In this regime, we find

$$\begin{align} I(\rho,z_j=z_0)&=I(x,y)=|E_1(x,y)+E_2(x,y)|^2 \nonumber\\ &\approx\underbrace{|A_0|^2\left(\frac{z_r}{z_0}\right)^2}_{:=I_0/4}e^{-2\left(\frac{\rho z_r}{w_0z_0}\right)^2}\cdot|e^{ik\left(\frac{\rho^2}{2z_1}+z_1\right)}+e^{ik\left(\frac{\rho^2}{2z_2}+z_2\right)}|^2\nonumber\\ &= I_0/4\cdot e^{-2\left(\frac{\rho z_r}{w_0z_0}\right)^2}\left(2+2\cos\left[k\left\{\frac{\rho^2}{2}\left(\frac{1}{z_1}-\frac{1}{z_2}\right)+z_1-z_2\right\}\right]\right)\nonumber\\ &= I_0e^{-2\left(\frac{\rho z_r}{w_0z_0}\right)^2}\cos^2\left[\frac{k}{2} \left\{\frac{\rho^2}{2}\left(\frac{1}{z_1}-\frac{1}{z_2}\right)+z_1-z_2\right\}\right]\nonumber\\ &= I_0e^{-2\left(\frac{\rho z_r}{w_0z_0}\right)^2}\cos^2\left[\frac{k}{2} \left\{\frac{-\rho^2\sin(\theta/2)x}{z_0^2-\sin^2(\theta/2)x^2}+2\sin(\theta/2)x\right\}\right]\nonumber\\ &= I_0e^{-2\left(\frac{\rho z_r}{w_0z_0}\right)^2}\cos^2\left[\frac{\pi}{\underbrace{\left(\frac{\lambda}{2\sin(\theta/2)}\right)}}_{=a}x \left(1-\underbrace{\frac{1}{2}\frac{\rho^2}{z^2_0-\sin^2(\theta/2)x^2}}_{\mathrm{correction\: term}}\right)\right]. \end{align} \tag{ A2 }$$

Note that the approximation we made in the second line neglects minor effects regarding the contrast, but the value of the lattice constant is exact. In the last line, we find the familiar form of a $\cos^2$ potential, up to a correction term. The correction term makes the lattice constant larger towards the edge of the lattice. Its effect is tolerable, as we show in the following. During the transition, at a position $x,y$, the two lattices have a phase offset due to the correction term given by

$$\begin{align} |\delta\varphi| &=\left| \frac{\pi}{\left(\frac{\lambda}{2\sin(\theta/2)}\right)}x\frac{1}{2}\rho^2\left(\frac{1}{z_0^2-\sin^2(\theta/2)x^2}-\frac{1}{2z_0^2-\frac{1}{2}\sin^2(\theta/2)x^2}\right)\right|\nonumber\\ &\approx \left| \frac{\pi}{4\left(\frac{\lambda}{2\sin(\theta/2)}\right)}\frac{x\rho^2}{z_0^2}\right| \end{align} \tag{ A3 }$$

where θ denotes the larger of the two enclosed angles. For realistic values of $x/a = 100$ and $\rho/z_0 = 0.035$ during the last lattice transition of the outermost atom of interest, we find $|\delta\varphi|\lt0.1$, which according to our simulation is well within the range of tolerance. To further mitigate this effect, a compensation term linear in x (note that $\rho^2 = x^2+y^2$) can be introduced by choosing the lattice constant of the second lattice slightly larger than two times the lattice constant of the first lattice. While this results in an increase of said offset for the atoms close to the center of the lattice, the maximal phase offset experienced by the atoms that are affected the most can be reduced by a factor larger than two.

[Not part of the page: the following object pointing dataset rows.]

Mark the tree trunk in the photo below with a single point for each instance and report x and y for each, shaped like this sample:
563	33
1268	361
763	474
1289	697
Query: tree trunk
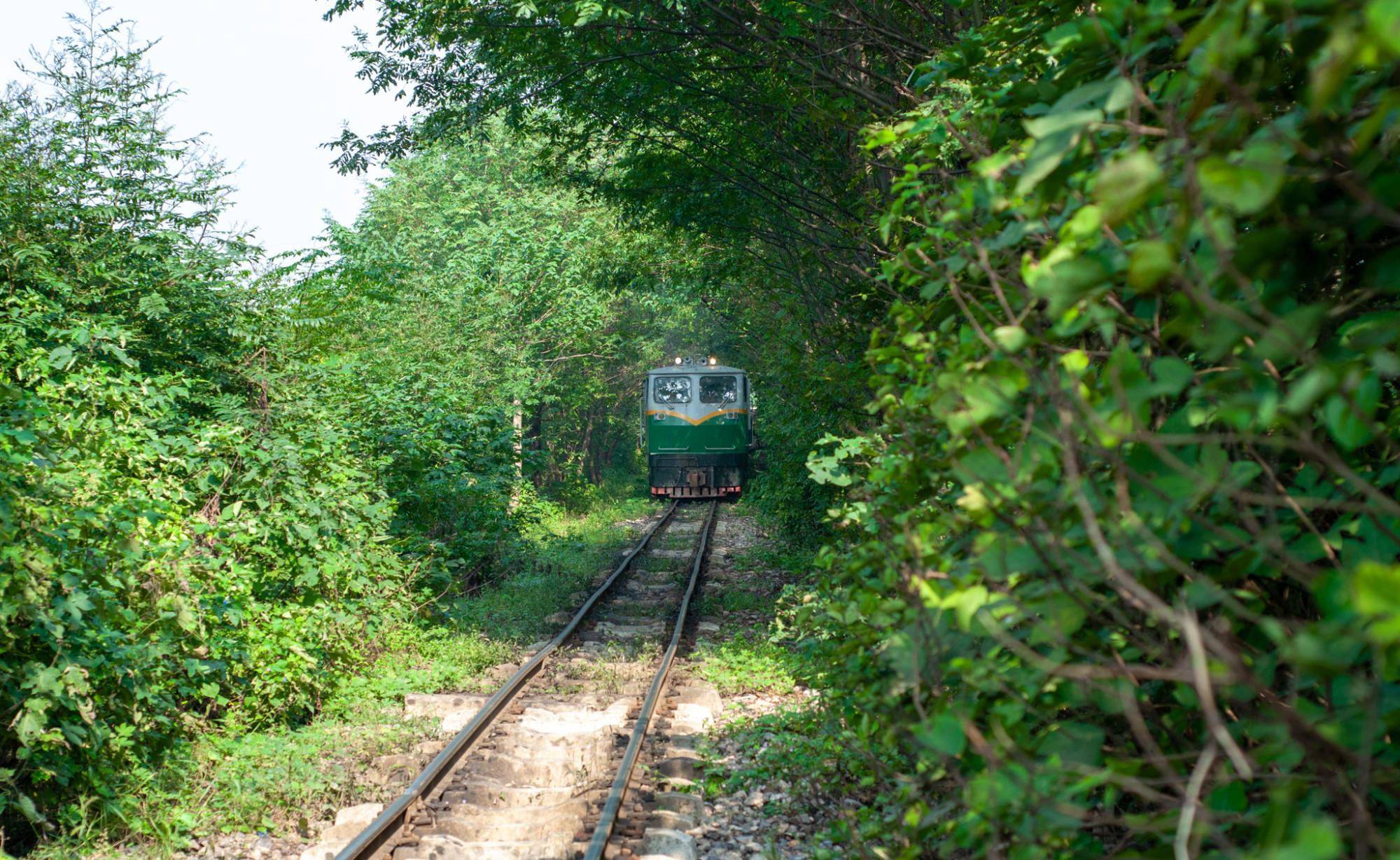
519	424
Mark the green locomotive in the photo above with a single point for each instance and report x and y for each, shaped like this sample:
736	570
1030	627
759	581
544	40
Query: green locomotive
698	429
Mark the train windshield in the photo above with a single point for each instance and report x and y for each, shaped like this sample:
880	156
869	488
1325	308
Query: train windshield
673	390
719	390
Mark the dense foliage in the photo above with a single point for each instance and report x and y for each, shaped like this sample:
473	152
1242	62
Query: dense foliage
738	124
1118	568
225	477
507	296
183	533
1122	567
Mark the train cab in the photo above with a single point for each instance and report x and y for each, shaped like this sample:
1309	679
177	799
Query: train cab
698	429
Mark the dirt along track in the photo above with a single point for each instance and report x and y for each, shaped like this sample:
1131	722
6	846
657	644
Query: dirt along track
534	774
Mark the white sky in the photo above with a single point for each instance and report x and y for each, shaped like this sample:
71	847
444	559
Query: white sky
267	81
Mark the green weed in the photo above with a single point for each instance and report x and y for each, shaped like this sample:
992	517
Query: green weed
743	665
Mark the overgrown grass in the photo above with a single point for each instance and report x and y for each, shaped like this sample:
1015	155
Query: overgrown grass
282	781
808	749
747	665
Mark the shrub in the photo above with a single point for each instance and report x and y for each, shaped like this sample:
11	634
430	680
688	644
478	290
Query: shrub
1119	565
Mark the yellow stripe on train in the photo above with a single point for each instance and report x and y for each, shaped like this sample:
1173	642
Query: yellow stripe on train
698	421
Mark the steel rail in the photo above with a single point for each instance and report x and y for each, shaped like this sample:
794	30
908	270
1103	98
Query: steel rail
387	827
603	834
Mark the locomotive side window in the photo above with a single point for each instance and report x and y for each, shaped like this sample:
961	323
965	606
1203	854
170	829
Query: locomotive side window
673	390
719	390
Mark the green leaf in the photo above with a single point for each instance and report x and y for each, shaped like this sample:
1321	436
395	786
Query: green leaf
1074	744
1126	184
1350	419
1010	338
1384	23
1244	184
944	735
1068	282
1377	595
1045	158
1150	264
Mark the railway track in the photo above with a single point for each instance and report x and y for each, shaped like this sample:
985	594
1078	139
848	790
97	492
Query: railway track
541	771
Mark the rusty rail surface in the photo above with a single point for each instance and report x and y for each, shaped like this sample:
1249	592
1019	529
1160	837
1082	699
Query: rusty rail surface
384	831
603	834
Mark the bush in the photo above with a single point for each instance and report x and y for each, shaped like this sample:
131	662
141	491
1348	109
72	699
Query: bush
183	536
1119	568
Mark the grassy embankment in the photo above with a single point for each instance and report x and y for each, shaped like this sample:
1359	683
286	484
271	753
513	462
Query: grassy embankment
279	781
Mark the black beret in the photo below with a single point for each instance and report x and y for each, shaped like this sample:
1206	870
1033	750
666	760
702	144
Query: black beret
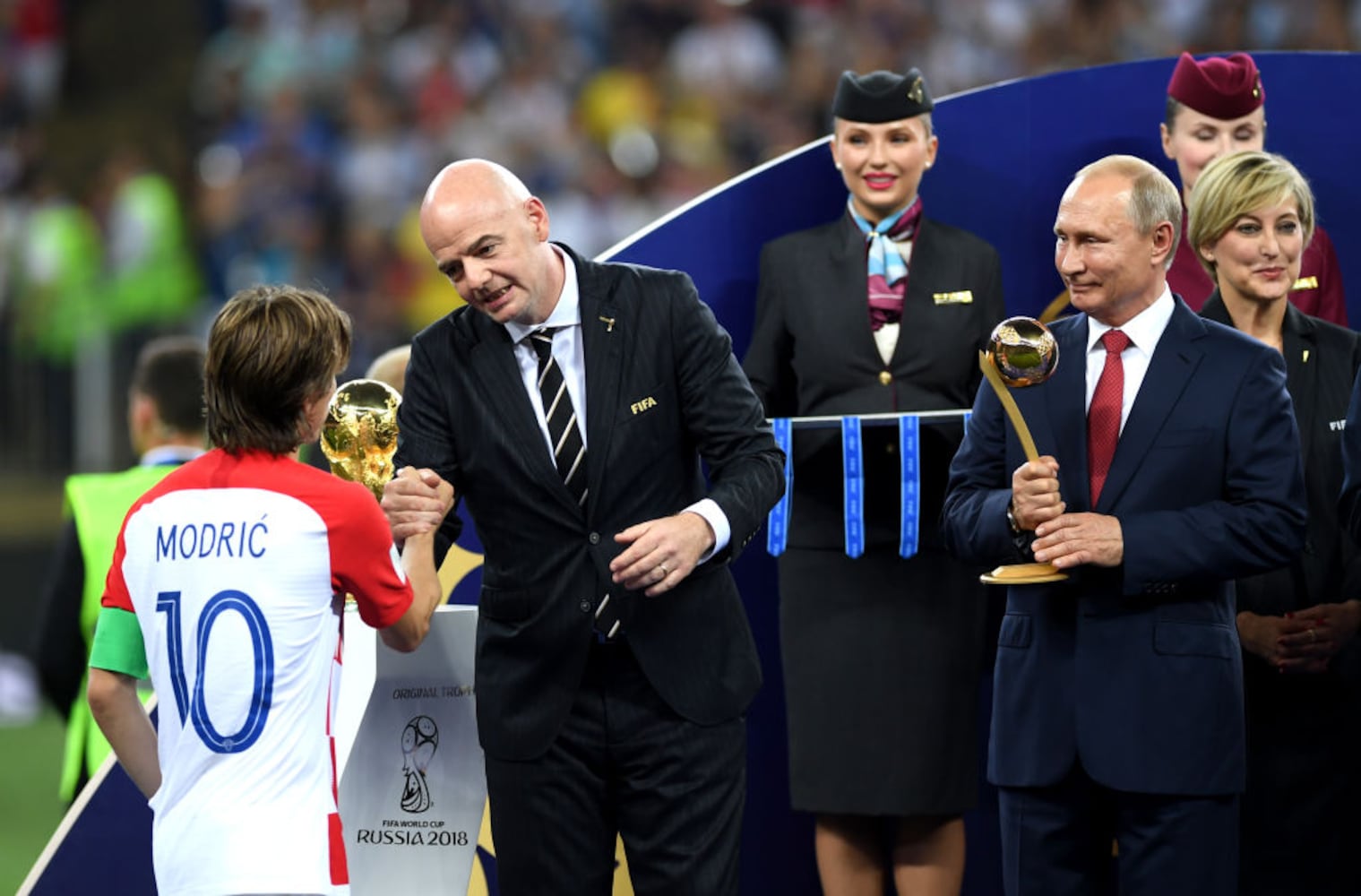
881	97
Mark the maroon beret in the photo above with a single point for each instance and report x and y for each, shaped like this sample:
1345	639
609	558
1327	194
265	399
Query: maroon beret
1217	86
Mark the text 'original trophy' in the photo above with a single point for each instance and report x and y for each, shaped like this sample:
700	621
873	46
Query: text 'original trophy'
1021	351
361	432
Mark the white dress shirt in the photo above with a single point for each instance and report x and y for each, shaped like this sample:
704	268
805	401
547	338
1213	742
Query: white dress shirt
1143	330
569	356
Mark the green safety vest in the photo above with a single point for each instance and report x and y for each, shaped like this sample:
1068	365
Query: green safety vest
59	296
99	503
161	286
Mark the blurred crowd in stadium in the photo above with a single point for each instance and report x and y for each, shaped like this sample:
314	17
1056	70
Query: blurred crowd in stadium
290	139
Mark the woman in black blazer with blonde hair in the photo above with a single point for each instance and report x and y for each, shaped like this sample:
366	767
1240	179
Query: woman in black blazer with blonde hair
1251	218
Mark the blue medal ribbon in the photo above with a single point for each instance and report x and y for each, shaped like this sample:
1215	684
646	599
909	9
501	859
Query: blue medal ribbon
778	524
909	451
852	463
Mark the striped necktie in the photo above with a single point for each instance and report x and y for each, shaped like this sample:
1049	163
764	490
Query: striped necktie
569	452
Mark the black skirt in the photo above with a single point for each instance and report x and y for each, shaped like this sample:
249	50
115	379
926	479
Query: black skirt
881	659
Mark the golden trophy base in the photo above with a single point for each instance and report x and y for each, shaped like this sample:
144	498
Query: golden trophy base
1022	575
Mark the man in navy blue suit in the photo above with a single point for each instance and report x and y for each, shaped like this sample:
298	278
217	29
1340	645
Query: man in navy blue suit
1117	710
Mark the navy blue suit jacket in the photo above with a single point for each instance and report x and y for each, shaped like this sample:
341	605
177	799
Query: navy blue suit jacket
1135	672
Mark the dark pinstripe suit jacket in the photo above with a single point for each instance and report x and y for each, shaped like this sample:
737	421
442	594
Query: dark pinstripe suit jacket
663	391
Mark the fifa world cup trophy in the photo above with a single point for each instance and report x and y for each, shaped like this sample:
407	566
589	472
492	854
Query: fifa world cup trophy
1021	351
361	432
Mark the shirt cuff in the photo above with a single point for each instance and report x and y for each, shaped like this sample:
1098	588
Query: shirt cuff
710	510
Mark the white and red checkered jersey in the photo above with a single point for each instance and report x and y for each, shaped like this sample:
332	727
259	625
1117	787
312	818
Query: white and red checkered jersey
233	565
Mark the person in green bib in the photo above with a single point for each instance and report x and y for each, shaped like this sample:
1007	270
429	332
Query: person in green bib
167	427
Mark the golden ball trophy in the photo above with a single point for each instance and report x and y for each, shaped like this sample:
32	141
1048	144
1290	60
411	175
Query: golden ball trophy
361	432
1021	351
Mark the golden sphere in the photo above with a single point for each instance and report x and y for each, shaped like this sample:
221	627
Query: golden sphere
1024	351
361	432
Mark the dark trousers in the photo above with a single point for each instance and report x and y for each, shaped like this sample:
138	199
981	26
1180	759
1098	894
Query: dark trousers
624	764
1058	841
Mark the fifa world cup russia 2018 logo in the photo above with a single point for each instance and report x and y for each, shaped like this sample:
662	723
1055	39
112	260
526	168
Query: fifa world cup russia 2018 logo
419	741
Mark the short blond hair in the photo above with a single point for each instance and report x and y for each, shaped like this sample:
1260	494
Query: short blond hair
1237	184
1153	196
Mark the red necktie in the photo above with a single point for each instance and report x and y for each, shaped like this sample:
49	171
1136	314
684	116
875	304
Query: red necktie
1104	414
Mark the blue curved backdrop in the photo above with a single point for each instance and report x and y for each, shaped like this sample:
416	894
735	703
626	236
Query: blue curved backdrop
1006	156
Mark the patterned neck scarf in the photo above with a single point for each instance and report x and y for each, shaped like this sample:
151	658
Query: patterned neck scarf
888	272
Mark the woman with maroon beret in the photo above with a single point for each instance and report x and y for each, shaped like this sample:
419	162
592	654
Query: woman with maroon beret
1217	105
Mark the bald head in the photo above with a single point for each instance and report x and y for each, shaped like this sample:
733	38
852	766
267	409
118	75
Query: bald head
469	178
490	237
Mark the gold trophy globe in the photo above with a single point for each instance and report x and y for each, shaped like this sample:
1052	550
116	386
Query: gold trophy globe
1021	351
361	432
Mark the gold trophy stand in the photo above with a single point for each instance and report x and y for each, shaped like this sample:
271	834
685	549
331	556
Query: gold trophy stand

In conclusion, the plane-wave lattice with a Gaussian envelope is a good model for the lattice created at the beam waists of two Gaussian beams. Far away from the beam waists, this still holds true approximately if the diameter of the lattice is small compared to its distance to the beam waist.